|Creating and compiling a database and providing access to the information stored on it to data redistributors and end-user/¬subscribers alike has, with improved technology and consumer awareness, become big business. Where the database owner is not creating the data itself, the task of selecting and obtaining the right data on the right terms and keeping such data continuously updated, is the key to success.
However, although data can be bought and sold like any other commodity, the data owner will, more often than not, wish to protect its copyright interest in the data and for this reason most data supply agreements take the form of a license.
By its very nature, a license will specify the terms of the grant and the conditions relating to, in particular, the manner in which the end-user is permitted to use the data.
In the particular example set out in this Contract the data is to be supplied for the express purpose of adding to the receiver's database.

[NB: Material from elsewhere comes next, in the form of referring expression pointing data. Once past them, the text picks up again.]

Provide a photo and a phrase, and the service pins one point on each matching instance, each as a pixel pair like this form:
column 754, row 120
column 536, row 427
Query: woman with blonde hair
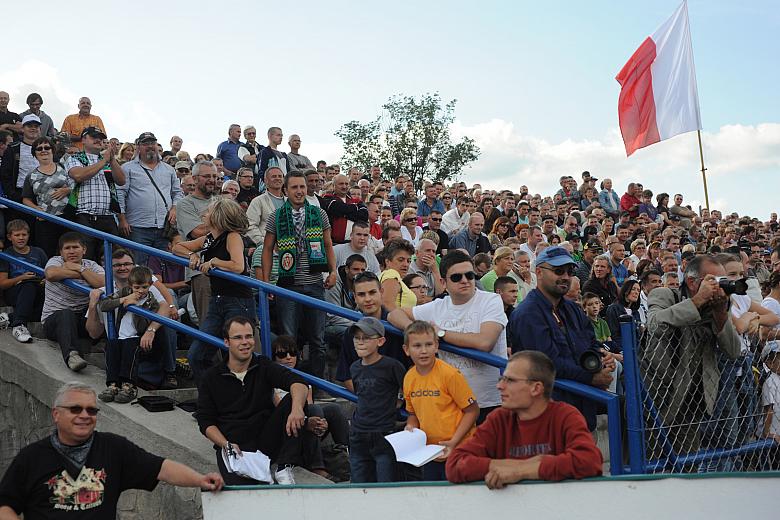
column 221, row 248
column 409, row 229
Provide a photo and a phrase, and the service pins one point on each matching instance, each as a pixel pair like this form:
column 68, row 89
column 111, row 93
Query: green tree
column 411, row 137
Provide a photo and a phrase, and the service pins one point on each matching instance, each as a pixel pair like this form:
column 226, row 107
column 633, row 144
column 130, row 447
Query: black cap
column 93, row 131
column 145, row 137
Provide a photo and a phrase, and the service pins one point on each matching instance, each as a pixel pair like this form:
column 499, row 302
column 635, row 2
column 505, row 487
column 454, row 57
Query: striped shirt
column 60, row 297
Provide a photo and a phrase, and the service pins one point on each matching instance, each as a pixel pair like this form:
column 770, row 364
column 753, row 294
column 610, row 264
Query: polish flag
column 658, row 95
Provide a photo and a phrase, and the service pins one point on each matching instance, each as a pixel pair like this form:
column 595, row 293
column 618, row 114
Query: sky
column 534, row 81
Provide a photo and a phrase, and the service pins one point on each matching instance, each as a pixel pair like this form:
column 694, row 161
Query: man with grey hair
column 189, row 221
column 297, row 161
column 79, row 469
column 228, row 150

It is essential that, in order for copyright to be retained by the original owner, the data should not be reformatted or merged with other data in the database to the extent that it ceases to be identifiable as belonging to the data supplier.
Having regard to commercial reality and with respect to the nature of many commercially available databases, the principal purpose of subscribing to which is to enable end-users to access and download data for manipulation within the end-user's own business (e.g. financial data for use by stockbrokers or for investment purposes); there are many degrees to which an absolute restriction on downloading can be relaxed.
Contractually, from the financial perspective, the sample charging structure proposed in this Contract recognizes the nature of database distribution of data and suggests that not only does the data supplier receive an annual charge for the data but also a fee per end-user/customer to whom the receiver of the data (the database owner) distributes the data by means of access to its database.